Nathan A. Smith1,2, Benjamin T. Kress1, Yuan Lu1, Devin Chandler-Militello1, Abdellatif Benraiss1, and Maiken Nedergaard1,*

1 Center for Translational Neuromedicine, Departments of Neurosurgery and Neurology, University of Rochester Medical Center, Rochester, NY 14642, USA.
2 Center for Neuroscience Research, Children's Research Institute, Children's National Health System, Washington, DC 20010, USA.

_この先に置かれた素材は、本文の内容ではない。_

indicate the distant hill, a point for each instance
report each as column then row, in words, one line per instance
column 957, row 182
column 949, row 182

* Corresponding author. Email: nedergaard@urmc.rochester.edu

要約

蛍光Ca2+指示薬は、様々な細胞型におけるCa2+シグナル伝達事象の解析に必須であった。われわれは、化学的Ca2+指示薬は、Ca2+キレート活性とは無関係に、Na+およびK+依存性アデノシントリホスファターゼ(Na,K-ATPアーゼ)の活性を強力に抑制するが、遺伝子にコードされたCa2+指示薬は抑制しないことを示した。培養マウスまたはヒトの神経細胞、星状細胞、心筋細胞、あるいは腎臓近位尿細管上皮細胞への一般に使用されるFluo-4アセトキシメチル(AM)、RHOD-2 AMおよびのFura-2 AMなどのCa2+の指示薬、Ca2+キレート剤BAPTA AMの添加は、Na,K-ATPアーゼ活性を30〜80%抑制した。Ca2+指示薬はまた、アゴニストにより誘導されるNa,K-ATPアーゼの活性化も抑制し、代謝状態を変化させ、用量依存的に細胞生存率の低下を引き起こした。2光子イメージングのためのCa2+指示薬のマウスへの付加は、脳におけるK+およびATPの細胞外濃度を顕著に変化させた。これらの結果は、化学的Ca2+指示薬を用いて得られたデータの批判的査読が必要であることを示唆する。

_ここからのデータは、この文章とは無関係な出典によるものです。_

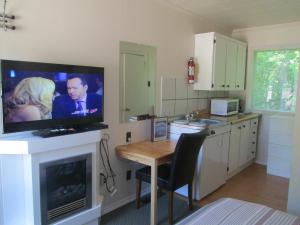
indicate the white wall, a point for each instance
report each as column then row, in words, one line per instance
column 88, row 33
column 279, row 36
column 294, row 185
column 266, row 37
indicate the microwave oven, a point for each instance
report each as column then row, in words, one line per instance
column 224, row 106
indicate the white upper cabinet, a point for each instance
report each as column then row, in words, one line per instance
column 241, row 67
column 220, row 62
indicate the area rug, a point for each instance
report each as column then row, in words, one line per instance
column 129, row 215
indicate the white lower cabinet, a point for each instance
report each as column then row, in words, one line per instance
column 243, row 142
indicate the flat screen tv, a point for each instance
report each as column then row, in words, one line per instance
column 50, row 96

Citation: N. A. Smith, B. T. Kress, Y. Lu, D. Chandler-Militello, A. Benraiss, M. Nedergaard, Fluorescent Ca2+ indicators directly inhibit the Na,K-ATPase and disrupt cellular functions. Sci. Signal. 11, eaal2039 (2018).